The violent imagery deployed against Scott Walker by Debbie Wasserman Shultz is gendered — it's domestic violence.

When Wasserman Shultz says "Scott Walker has given women the back of his hand" and "What Republican tea party extremists like Scott Walker are doing is they are grabbing us by the hair and pulling us back," she evokes domestic violence. Grabbing a woman by the hair and pulling is the classic image of a caveman capturing his sex partner by force. Sociology professor Lisa Wade wrote a piece on the subject (cross-posted at Ms. Magazine):
[T]he caveman-club-’er-over-the-head-and-drag-her-by-the-hair narrative is pure mythology. The mythology, nonetheless, affirms the idea that men are naturally coercive and violent by suggesting that our most natural and socially-uncorrupted male selves will engage in this sort of behavior.  Rape, that is.
If we think of it that way — the feminist way — Wasserman Schultz can be accused of subtly purveying a rape metaphor.

Here's a vivid drawing by R. Crumb showing grabbing and pulling a woman's hair to control and subordinate her during sex: "Big healthy girl enjoys deep penetration from the rear."
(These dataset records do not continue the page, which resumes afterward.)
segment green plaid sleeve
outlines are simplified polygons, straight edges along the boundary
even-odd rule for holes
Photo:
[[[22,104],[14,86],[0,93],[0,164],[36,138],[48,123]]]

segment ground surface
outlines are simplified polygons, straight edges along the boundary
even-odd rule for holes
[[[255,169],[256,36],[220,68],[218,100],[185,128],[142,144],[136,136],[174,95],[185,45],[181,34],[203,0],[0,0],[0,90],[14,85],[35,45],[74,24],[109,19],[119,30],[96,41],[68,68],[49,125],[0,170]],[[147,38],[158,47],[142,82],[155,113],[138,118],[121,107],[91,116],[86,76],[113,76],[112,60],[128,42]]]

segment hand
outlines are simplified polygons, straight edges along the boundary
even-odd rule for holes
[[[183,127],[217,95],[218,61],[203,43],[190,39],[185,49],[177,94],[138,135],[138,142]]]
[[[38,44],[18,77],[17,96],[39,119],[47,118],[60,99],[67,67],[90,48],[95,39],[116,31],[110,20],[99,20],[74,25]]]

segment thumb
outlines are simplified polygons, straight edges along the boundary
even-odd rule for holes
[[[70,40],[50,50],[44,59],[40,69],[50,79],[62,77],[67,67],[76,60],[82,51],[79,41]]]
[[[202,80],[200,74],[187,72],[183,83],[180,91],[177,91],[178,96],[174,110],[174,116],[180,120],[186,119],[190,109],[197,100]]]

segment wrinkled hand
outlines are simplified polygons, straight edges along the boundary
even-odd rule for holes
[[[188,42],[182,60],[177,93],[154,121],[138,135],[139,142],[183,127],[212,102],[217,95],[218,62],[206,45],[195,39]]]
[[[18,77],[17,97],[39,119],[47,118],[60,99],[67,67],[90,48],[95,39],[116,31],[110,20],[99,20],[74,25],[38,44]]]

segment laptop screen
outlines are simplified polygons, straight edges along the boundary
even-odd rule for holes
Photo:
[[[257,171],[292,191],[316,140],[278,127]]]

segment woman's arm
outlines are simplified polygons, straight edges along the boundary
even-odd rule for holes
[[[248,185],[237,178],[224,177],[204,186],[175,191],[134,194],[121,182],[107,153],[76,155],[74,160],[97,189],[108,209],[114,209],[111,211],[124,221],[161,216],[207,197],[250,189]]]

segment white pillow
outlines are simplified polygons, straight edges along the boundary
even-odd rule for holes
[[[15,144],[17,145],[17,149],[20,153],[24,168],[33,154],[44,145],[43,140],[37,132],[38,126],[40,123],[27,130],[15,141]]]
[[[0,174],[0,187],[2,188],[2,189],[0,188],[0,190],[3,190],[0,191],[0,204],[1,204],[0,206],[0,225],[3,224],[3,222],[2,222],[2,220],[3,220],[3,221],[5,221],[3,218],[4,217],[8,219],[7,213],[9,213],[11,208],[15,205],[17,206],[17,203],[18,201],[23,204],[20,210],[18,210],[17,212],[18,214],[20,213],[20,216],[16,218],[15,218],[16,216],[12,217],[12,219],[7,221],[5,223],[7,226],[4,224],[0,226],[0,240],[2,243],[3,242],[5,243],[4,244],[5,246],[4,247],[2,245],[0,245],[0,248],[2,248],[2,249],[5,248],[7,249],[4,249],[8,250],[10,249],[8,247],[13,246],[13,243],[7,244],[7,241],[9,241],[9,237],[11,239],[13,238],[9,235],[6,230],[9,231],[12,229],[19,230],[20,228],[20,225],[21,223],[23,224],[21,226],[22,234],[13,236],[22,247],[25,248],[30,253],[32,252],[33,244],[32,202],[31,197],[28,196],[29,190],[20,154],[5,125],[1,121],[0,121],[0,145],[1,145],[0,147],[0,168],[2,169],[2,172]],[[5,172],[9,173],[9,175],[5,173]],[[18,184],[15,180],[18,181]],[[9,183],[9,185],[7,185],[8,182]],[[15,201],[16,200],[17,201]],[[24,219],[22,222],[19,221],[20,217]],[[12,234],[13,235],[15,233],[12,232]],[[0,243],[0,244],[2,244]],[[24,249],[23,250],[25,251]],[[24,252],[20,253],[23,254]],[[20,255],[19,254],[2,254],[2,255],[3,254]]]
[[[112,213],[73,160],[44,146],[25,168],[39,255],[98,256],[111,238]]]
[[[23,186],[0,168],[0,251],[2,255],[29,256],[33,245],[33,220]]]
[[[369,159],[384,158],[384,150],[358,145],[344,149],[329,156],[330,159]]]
Some of the most lurid stories of violence against women extract the dragged-by-the-hair detail for the headline: "Brutal attacker forced woman's head down Burger King toilet before dragging her outside by her hair with the threat: 'You're going to die today'" and "Man dragged ex by hair, tried to run her over, police say." From the Occupy Wall Street blogging at FireDogLake: "Cop Dragging A Woman By Her Hair?" ("Cops especially like the opportunity offered by long-haired females (view above video) to drag such females by the hair across the pavement to be zip-cuffed.") 

Attacking and controlling a woman by using her long hair — the shining emblem of her femininity repurposed as a hand grip — strikes a deep chord. It is a chord I believe Wasserman Shultz meant to strike. She wanted to reach through our conscious, critical mind and stir that most powerful emotion, fear.

To give the back of his hand is a more puzzling expression. I'm seeing it internet-defined as merely an insult, connected to the phrase "back-handed compliment." I think that's confusing "back-handed" with "left-handed." According to the (unlinkable) OED, the figurative meaning of "back-handed" is "indirect, like a back-handed sword-cut." Dickens wrote "Having given her this back-handed reminder" (in "Our Mutual Friend"). But what's a back-handed sword-cut? I think you can picture that easily. And the first meaning of "back-handed" is "With the back of the hand" as in "A back-handed slap across the face." And, indeed, "back-hand" is a verb, and it means "To hit... with the back of the hand." So I think to give the back of one's hand is the way you'd punch if you began with your fist across your chest.